Wallet connect & ownership verification
Wallets connect via Freighter. By default, a proof shows that some wallet holds the funds — not that the person sharing the link controls it. Optional SEP-53 signed-message ownership verification closes that gap: the server issues a single-use challenge, Freighter signs it with the account's key, and the server verifies the signature against the claimed account before marking the proof ownershipVerified: true.
On-chain contracts (Stellar testnet)
Verifies Groth16 proofs on-chain using Stellar's native BLS12-381 host functions. Exports verify_proof(vk, proof, pub_signals) → bool.
Permanently anchors each proof's commitment. Exports store, exists, and get.
REST API
Full endpoint reference (request/response shapes, the embeddable widget, and the SDK) lives in the API Reference.
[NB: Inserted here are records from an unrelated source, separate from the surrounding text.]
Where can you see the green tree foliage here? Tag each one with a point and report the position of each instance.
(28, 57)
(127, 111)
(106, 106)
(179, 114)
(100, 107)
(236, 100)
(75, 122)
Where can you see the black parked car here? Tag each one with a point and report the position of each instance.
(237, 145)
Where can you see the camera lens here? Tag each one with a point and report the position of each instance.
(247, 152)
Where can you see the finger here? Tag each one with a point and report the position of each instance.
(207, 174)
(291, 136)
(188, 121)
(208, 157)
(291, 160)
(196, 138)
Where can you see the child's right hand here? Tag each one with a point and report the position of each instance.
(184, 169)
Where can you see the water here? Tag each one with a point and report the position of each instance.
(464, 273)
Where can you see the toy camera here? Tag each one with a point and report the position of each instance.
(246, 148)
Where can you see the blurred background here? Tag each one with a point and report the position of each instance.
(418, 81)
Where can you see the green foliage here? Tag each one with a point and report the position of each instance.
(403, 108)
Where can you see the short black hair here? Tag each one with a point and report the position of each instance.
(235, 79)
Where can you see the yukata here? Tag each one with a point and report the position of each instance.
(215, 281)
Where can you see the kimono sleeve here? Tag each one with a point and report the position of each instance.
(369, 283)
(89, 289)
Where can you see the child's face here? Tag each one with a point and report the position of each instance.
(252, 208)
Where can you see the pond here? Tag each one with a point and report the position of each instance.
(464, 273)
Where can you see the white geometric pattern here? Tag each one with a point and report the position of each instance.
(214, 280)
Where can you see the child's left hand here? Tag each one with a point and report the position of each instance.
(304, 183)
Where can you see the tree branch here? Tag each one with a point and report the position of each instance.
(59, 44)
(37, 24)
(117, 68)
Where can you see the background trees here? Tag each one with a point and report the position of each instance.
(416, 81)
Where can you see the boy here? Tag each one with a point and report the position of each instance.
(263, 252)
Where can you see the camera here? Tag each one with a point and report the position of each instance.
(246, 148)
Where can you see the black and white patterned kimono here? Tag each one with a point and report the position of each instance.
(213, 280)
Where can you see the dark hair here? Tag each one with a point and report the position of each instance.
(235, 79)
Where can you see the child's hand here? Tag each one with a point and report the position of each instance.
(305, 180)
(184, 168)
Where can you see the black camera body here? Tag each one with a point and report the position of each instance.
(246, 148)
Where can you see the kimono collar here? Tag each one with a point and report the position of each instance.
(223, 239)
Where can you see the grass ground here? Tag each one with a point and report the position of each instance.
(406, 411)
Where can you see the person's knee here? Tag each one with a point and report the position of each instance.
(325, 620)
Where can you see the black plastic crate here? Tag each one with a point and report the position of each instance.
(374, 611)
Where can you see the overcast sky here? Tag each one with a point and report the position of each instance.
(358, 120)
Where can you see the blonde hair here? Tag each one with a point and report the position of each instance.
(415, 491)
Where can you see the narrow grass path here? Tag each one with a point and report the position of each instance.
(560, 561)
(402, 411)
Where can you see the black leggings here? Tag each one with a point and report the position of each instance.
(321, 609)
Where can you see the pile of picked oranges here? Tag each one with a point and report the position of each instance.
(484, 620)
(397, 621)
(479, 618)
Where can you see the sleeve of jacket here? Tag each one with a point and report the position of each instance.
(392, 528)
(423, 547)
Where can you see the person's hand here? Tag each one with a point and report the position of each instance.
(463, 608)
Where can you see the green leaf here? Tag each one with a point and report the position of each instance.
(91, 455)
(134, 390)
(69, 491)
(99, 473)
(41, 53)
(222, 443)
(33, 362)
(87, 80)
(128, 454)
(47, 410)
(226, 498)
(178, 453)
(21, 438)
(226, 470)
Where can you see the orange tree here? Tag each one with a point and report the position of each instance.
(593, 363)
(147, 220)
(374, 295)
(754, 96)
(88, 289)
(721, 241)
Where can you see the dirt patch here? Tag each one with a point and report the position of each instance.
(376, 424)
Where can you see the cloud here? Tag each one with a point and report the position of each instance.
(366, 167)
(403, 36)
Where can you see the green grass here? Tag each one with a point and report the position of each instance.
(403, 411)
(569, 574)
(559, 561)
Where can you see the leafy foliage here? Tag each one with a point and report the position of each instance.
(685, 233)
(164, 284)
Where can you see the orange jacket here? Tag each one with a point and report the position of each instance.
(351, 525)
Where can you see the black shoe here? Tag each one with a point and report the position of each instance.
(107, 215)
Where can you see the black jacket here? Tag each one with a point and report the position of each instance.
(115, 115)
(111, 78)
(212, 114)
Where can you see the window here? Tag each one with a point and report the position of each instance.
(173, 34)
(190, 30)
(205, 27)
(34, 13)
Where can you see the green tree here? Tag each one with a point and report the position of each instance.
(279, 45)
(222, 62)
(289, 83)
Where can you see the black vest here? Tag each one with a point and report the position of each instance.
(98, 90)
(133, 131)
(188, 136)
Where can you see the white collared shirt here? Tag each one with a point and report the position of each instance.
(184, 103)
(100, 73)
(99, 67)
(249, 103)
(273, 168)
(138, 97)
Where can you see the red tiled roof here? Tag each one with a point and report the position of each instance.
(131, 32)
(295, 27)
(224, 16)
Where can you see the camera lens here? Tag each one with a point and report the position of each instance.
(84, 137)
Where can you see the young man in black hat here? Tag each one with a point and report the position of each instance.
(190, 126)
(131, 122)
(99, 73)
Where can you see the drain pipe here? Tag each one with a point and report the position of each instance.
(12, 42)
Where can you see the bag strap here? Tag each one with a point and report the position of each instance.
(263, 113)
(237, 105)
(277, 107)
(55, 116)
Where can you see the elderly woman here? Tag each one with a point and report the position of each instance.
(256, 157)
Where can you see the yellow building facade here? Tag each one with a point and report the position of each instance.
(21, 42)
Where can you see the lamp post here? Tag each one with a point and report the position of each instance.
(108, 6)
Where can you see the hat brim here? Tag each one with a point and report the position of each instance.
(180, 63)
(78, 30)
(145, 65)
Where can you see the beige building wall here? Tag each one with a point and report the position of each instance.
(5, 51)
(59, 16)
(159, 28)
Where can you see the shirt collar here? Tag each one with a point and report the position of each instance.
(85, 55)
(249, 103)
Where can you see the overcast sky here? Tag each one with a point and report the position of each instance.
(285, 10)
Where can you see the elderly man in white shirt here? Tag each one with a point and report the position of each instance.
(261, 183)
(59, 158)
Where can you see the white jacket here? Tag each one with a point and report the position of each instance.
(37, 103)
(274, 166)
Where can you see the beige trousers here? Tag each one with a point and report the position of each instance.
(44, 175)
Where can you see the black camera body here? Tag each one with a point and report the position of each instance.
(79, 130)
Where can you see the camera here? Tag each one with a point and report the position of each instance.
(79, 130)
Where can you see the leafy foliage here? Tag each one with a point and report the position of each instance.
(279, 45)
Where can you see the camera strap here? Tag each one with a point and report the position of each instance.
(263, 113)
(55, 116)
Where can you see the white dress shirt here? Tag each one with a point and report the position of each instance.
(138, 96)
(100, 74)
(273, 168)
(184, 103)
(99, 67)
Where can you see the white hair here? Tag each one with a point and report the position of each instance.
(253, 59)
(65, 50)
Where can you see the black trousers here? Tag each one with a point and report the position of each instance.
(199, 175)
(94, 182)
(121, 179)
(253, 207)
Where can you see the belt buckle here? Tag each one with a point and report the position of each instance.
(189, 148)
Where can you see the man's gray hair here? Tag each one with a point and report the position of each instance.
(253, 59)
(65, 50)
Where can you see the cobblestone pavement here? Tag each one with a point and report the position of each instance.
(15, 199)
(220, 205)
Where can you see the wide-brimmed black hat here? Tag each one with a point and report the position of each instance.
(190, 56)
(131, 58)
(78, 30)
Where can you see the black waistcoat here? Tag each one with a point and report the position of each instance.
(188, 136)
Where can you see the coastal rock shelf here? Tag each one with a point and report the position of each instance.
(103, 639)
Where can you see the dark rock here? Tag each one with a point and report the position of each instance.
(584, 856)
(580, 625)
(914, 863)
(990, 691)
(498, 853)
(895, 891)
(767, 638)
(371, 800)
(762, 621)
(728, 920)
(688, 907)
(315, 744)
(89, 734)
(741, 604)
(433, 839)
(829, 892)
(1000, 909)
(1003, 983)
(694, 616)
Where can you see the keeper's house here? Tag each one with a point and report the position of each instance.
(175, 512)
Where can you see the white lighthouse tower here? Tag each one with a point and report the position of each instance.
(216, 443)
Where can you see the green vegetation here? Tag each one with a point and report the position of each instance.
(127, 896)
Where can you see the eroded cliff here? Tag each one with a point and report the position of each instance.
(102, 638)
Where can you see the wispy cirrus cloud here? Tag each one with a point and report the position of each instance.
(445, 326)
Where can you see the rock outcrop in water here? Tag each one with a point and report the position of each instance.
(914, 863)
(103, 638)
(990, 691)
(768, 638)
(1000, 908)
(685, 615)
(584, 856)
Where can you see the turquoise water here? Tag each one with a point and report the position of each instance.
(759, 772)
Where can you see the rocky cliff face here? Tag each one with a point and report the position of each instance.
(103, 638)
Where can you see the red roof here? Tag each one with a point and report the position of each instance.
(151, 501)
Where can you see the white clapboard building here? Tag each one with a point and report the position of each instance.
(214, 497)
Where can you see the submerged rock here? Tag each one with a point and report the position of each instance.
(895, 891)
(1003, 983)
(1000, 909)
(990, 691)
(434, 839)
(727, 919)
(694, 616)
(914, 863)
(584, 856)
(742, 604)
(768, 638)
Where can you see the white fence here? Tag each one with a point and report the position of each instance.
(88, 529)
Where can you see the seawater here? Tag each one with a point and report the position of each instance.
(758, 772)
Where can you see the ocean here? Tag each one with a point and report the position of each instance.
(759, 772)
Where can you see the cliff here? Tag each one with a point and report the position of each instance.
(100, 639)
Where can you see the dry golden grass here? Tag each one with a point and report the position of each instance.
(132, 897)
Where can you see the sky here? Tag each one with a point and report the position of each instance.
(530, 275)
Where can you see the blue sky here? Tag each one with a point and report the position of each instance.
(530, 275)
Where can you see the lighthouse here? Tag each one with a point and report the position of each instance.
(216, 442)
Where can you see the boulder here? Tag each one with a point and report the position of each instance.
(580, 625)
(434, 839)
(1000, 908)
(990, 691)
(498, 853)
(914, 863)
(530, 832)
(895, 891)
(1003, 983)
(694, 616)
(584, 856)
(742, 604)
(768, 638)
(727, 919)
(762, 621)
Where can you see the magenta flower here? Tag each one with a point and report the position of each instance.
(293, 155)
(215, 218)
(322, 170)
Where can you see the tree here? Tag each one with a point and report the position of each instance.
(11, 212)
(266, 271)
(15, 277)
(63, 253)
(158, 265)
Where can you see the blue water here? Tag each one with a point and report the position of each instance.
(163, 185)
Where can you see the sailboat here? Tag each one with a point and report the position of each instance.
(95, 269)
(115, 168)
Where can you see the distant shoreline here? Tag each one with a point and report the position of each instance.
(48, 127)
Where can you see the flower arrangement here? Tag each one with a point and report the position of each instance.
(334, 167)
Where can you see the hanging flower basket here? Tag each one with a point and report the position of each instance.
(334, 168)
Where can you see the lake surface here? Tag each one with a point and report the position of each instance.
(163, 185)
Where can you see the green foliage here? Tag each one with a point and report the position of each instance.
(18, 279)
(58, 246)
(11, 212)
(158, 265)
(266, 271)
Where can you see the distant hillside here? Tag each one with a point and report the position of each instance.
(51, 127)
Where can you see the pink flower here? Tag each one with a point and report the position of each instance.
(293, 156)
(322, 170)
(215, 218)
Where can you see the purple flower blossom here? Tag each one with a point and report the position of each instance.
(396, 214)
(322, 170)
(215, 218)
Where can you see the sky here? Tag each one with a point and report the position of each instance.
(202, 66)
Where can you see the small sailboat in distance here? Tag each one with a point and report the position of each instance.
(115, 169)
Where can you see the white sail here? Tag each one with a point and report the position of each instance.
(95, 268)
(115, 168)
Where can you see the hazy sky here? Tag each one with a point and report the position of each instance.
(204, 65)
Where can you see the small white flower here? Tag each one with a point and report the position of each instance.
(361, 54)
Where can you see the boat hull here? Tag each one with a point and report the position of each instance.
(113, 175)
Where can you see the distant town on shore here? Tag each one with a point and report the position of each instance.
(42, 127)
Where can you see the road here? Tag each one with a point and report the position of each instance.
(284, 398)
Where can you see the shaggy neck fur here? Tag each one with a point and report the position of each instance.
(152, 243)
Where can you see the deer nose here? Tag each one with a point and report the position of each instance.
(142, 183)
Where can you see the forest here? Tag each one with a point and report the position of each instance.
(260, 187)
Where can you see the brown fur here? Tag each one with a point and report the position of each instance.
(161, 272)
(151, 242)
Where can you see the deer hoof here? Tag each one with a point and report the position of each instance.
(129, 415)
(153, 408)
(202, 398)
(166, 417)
The core flow, in short:
Contributing
All three repos are open source (MIT) with scoped issues ready to pick up — spanning security hardening, new circuit features, contract improvements, testing, and CI/CD. Every PR is functionally tested before merging (we run the real code — spin up the server, submit real testnet transactions — not just review the diff), and we aim to review promptly.
Issues labeled good first issue are self-contained and low-risk. Higher-context issues (circuit changes, contract security) have more detail in their description — read the linked file/function before starting.
Known limitations
- Wallet ownership isn't proven by default. Anyone can generate a proof for any public address unless SEP-53 ownership verification is used.
- Single-contribution trusted setup. Both circuits' Groth16 ceremonies have one contribution — fine for a hackathon, not production.
- Balance witness trusts the server's Horizon fetch rather than an in-circuit signature check — blocked today on regenerating Poseidon round constants for BLS12-381 (circomlib hardcodes BN254).
- Registry has no access control — anyone can write a commitment, including squatting a proof ID before the legitimate one lands.
FAQ
Is this running on mainnet?
No — testnet only. Contracts, wallets, and all demo flows use Stellar testnet.
Can I self-host this?
Yes — see DEPLOY.md in proofmatch-app for the Fly.io deployment used for the live demo, plus a Cloudflare-tunnel option for quick local sharing.
Where do I start as a new contributor?
Pick an open issue labeled good first issue in whichever repo matches your interest (circuits/ZK, contracts/Rust, or app/TypeScript), read its linked code pointers, and open a PR against that repo's main.